Reference application #1: fruit classifier[edit | edit source]
This application implements a classifier like the one described here. There is one notable difference, however, with respect to the linked article. In this case, the model was created from scratch.
Model creation[edit | edit source]
The model was created and trained using Keras, a high-level API of TensorFlow.

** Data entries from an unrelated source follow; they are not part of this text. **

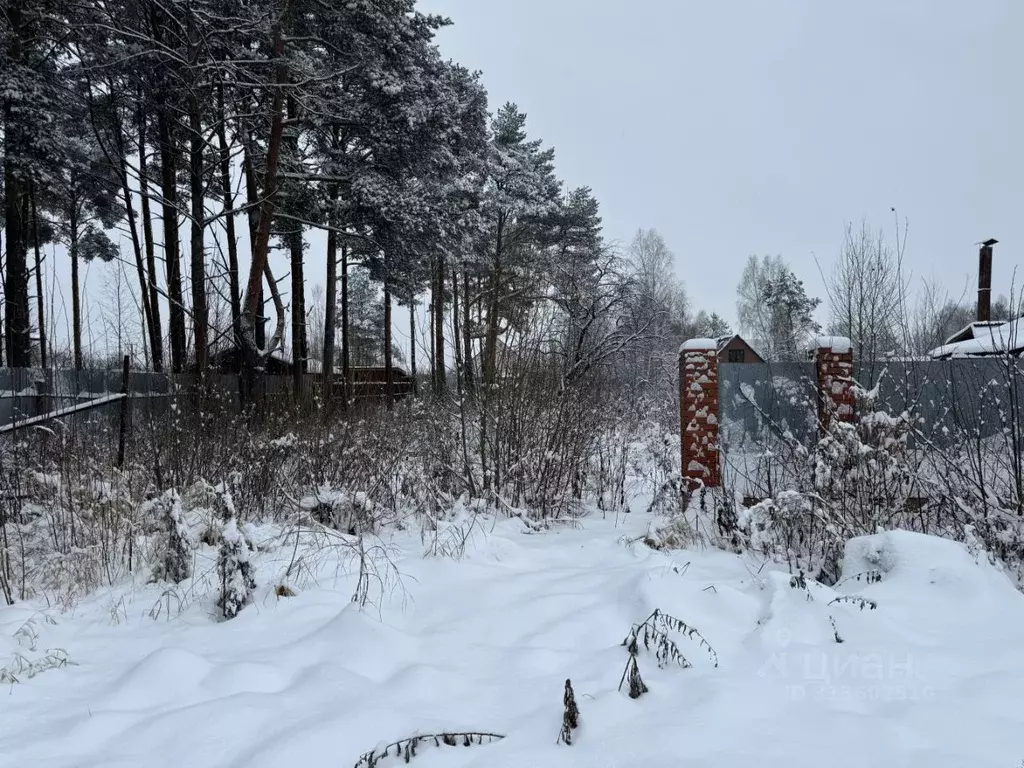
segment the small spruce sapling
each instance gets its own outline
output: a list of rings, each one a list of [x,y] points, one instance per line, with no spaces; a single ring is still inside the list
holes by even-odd
[[[572,682],[565,681],[565,693],[562,694],[562,729],[558,734],[558,743],[572,744],[572,731],[580,727],[580,708],[577,707],[575,693],[572,692]]]
[[[217,573],[220,575],[220,601],[218,605],[224,618],[233,618],[245,607],[256,589],[253,566],[249,559],[249,545],[239,530],[233,517],[224,523],[221,531]]]

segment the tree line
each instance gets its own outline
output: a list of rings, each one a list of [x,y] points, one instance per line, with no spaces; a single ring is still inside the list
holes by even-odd
[[[297,387],[310,359],[347,376],[368,326],[390,371],[396,305],[437,388],[452,355],[467,388],[493,384],[527,328],[572,381],[673,312],[678,332],[724,327],[687,314],[656,232],[626,255],[605,242],[592,190],[565,187],[516,104],[488,113],[480,74],[437,48],[450,22],[415,0],[4,0],[0,18],[9,367],[47,365],[47,244],[71,261],[76,369],[94,260],[133,274],[152,370],[202,377],[234,348],[252,374],[287,337]],[[306,273],[314,230],[323,275]],[[324,286],[311,323],[307,281]]]

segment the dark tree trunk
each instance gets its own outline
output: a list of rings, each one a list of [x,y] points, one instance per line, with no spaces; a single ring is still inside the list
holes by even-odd
[[[290,9],[290,3],[285,3],[282,18],[273,28],[274,89],[270,108],[270,136],[266,151],[266,173],[263,177],[263,202],[260,205],[259,223],[256,226],[256,238],[253,243],[253,261],[249,267],[249,280],[246,283],[246,295],[243,303],[241,328],[239,336],[242,339],[242,351],[248,392],[252,392],[255,383],[258,349],[256,345],[255,326],[259,310],[260,288],[263,283],[263,272],[267,266],[270,251],[270,224],[273,221],[278,198],[278,163],[281,159],[281,144],[285,133],[285,87],[288,85],[288,62],[285,59],[285,24]]]
[[[473,336],[471,333],[471,326],[469,322],[469,271],[466,269],[466,262],[462,264],[462,340],[463,340],[463,366],[465,366],[463,372],[463,378],[465,380],[466,390],[472,393],[474,389],[473,382]],[[458,338],[456,339],[456,344],[459,343]]]
[[[306,372],[306,284],[302,269],[302,229],[293,232],[292,255],[292,377],[295,394],[302,393],[303,374]]]
[[[234,193],[231,189],[231,151],[227,145],[224,112],[224,86],[217,88],[217,140],[220,144],[220,184],[224,195],[224,229],[227,236],[227,282],[231,301],[231,328],[242,316],[242,292],[239,288],[239,242],[234,233]],[[238,340],[236,339],[236,346]]]
[[[409,375],[413,379],[413,395],[417,394],[416,386],[416,297],[409,294]]]
[[[75,186],[74,171],[72,172],[71,186]],[[77,204],[71,207],[71,216],[68,219],[68,228],[71,230],[71,238],[68,246],[68,255],[71,256],[71,328],[72,328],[72,352],[75,356],[75,370],[82,370],[82,295],[78,278],[78,212]]]
[[[171,139],[170,119],[157,116],[160,141],[160,181],[163,196],[164,262],[167,266],[167,298],[170,303],[171,371],[181,373],[185,360],[185,313],[181,303],[181,258],[178,247],[178,187],[175,178],[177,152]]]
[[[352,371],[348,348],[348,247],[341,247],[341,381],[345,388],[345,407],[352,392]]]
[[[255,258],[256,230],[259,228],[259,186],[256,184],[256,171],[253,168],[252,157],[249,154],[248,144],[243,146],[242,166],[246,177],[246,204],[249,207],[249,252],[250,258]],[[260,281],[259,296],[256,299],[258,313],[256,315],[256,328],[253,338],[256,341],[256,348],[266,347],[266,317],[263,316],[263,307],[266,306],[266,298],[263,295],[263,282]],[[243,308],[243,311],[245,309]],[[241,314],[239,317],[241,318]],[[242,337],[236,332],[236,341],[242,344]],[[239,347],[242,348],[241,346]]]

The following block shows its architecture:
Model: "sequential" _________________________________________________________________ Layer (type) Output Shape Param # ================================================================= conv2d (Conv2D) (None, 222, 222, 32) 896 _________________________________________________________________ activation (Activation) (None, 222, 222, 32) 0 _________________________________________________________________ max_pooling2d (MaxPooling2D) (None, 111, 111, 32) 0 _________________________________________________________________ conv2d_1 (Conv2D) (None, 109, 109, 32) 9248 _________________________________________________________________ activation_1 (Activation) (None, 109, 109, 32) 0 _________________________________________________________________ max_pooling2d_1 (MaxPooling2 (None, 54, 54, 32) 0 _________________________________________________________________ conv2d_2 (Conv2D) (None, 52, 52, 64) 18496 _________________________________________________________________ activation_2 (Activation) (None, 52, 52, 64) 0 _________________________________________________________________ max_pooling2d_2 (MaxPooling2 (None, 26, 26, 64) 0 _________________________________________________________________ conv2d_3 (Conv2D) (None, 24, 24, 128) 73856 _________________________________________________________________ activation_3 (Activation) (None, 24, 24, 128) 0 _________________________________________________________________ max_pooling2d_3 (MaxPooling2 (None, 12, 12, 128) 0 _________________________________________________________________ flatten (Flatten) (None, 18432) 0 _________________________________________________________________ dense (Dense) (None, 256) 4718848 _________________________________________________________________ activation_4 (Activation) (None, 256) 0 _________________________________________________________________ dropout (Dropout) (None, 256) 0 _________________________________________________________________ dense_1 (Dense) (None, 6) 1542 _________________________________________________________________ activation_5 (Activation) (None, 6) 0 ================================================================= Total params: 4,822,886 Trainable params: 4,822,886 Non-trainable params: 0
The training was done in the cloud using an AWS EC2 server set up ad hoc.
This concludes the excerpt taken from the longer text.